A measure to impose a local soda tax in Santa Fe, NM appeared on a May 2nd special election ballot and was rejected by voters with over 58% voting against the new tax. That measure, had it passed, would’ve enacted a 2-cent-per-ounce tax on soda and sweetened beverages. The measure in Santa Fe was asking voters to approve an excise tax on soda that would’ve been six times greater than the one New Mexico assesses on beer. Even in a left-leaning city, that didn’t sound like a good idea to most Santa Fe voters.
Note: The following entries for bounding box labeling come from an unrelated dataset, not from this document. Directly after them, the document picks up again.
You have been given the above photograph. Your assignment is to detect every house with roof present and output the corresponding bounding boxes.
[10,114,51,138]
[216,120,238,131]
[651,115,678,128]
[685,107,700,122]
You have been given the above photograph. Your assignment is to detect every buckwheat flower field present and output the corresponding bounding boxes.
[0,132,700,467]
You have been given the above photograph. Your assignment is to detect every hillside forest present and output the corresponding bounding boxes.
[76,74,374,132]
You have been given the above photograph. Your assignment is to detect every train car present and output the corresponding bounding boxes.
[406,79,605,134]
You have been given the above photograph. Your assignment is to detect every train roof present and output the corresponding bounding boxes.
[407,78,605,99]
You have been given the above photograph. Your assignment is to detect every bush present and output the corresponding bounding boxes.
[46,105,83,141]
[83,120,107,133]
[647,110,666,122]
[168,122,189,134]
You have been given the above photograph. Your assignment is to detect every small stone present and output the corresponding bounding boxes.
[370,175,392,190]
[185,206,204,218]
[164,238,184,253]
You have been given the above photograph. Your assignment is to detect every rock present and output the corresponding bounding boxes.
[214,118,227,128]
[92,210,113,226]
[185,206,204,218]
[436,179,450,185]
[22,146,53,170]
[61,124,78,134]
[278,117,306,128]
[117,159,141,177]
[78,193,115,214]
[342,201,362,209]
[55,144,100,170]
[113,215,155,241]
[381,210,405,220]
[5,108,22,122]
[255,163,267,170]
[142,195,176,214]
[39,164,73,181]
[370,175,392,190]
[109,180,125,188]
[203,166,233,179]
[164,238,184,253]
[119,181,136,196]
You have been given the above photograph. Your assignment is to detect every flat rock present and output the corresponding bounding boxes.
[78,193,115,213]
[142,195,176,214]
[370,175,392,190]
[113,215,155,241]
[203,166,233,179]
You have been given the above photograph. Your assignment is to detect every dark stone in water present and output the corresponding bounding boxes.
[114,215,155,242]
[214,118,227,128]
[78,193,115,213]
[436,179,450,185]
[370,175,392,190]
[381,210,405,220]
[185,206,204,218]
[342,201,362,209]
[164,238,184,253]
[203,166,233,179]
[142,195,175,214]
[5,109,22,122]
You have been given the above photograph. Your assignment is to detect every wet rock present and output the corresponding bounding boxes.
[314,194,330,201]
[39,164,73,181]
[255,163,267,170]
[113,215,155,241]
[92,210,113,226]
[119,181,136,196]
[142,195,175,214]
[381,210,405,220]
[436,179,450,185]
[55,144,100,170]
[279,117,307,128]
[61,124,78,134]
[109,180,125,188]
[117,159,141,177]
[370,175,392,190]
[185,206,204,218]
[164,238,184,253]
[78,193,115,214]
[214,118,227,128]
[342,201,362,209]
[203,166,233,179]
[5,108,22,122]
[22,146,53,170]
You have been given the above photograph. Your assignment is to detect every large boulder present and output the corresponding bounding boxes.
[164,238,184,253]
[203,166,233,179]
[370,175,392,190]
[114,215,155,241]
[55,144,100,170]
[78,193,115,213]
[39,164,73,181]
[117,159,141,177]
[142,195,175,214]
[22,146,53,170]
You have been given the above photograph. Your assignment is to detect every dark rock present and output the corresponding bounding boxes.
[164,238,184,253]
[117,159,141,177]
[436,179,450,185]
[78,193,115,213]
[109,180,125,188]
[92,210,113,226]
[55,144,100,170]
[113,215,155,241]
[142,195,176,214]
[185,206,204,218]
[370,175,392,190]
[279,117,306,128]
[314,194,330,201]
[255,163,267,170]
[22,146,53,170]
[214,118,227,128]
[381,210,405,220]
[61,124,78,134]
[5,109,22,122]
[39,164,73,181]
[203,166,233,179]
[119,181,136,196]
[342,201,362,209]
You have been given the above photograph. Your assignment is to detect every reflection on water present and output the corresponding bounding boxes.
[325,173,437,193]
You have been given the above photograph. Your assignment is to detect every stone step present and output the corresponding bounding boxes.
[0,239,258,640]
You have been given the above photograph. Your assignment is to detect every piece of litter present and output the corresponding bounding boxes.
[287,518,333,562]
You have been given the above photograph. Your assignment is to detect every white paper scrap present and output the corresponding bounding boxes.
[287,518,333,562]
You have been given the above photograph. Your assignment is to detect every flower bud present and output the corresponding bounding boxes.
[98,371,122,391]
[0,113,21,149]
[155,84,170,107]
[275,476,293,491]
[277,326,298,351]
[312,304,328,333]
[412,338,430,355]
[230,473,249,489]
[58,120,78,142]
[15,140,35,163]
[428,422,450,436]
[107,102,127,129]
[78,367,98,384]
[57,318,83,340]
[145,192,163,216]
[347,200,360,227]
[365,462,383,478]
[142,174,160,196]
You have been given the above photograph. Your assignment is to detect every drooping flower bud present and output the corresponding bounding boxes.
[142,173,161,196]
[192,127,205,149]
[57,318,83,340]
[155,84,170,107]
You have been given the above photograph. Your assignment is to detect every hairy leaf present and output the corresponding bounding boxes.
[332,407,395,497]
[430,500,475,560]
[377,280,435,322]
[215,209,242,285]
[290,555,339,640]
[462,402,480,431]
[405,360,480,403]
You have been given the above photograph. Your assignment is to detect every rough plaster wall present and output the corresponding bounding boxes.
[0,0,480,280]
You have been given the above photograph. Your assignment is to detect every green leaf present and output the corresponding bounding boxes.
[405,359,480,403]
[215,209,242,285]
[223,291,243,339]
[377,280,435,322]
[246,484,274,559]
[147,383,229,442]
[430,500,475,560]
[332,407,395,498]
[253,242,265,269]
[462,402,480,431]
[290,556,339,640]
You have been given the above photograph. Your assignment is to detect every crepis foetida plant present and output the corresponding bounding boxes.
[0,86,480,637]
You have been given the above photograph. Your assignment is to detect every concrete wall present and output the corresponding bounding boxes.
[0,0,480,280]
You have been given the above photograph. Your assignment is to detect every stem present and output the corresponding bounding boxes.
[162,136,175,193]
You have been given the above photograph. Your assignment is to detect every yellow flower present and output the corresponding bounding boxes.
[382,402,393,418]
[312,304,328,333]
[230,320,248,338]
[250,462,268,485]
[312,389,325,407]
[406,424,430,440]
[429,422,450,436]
It’s worth noting that more than 70% of Santa Fe voters cast their ballot for Hillary Clinton last year, yet they shunned the same type of soda tax that Clinton endorsed on the 2016 campaign trail. It’s also worth noting that the soda tax ballot measure received its highest level of support in the most affluent parts of Santa Fe, while voters living in lower-income and predominantly Hispanic neighborhoods overwhelmingly voted down this regressive tax. The outcome in Santa Fe provides hope for Multnomah County, proving that even the most liberal electorates can see through Bloomberg’s well-funded misinformation campaign.

It’s clear that President Donald Trump has riled up many on the Left who still can’t come to grips with the fact that he upset Hillary Clinton last year and now lives in the White House. Yet if progressive Portlandia voters want to stick it to a Manhattan billionaire who is pushing his harmful agenda on an unwilling country, they can forget about Trump and focus on defeating Michael Bloomberg’s push for a regressive tax hike in their own backyard.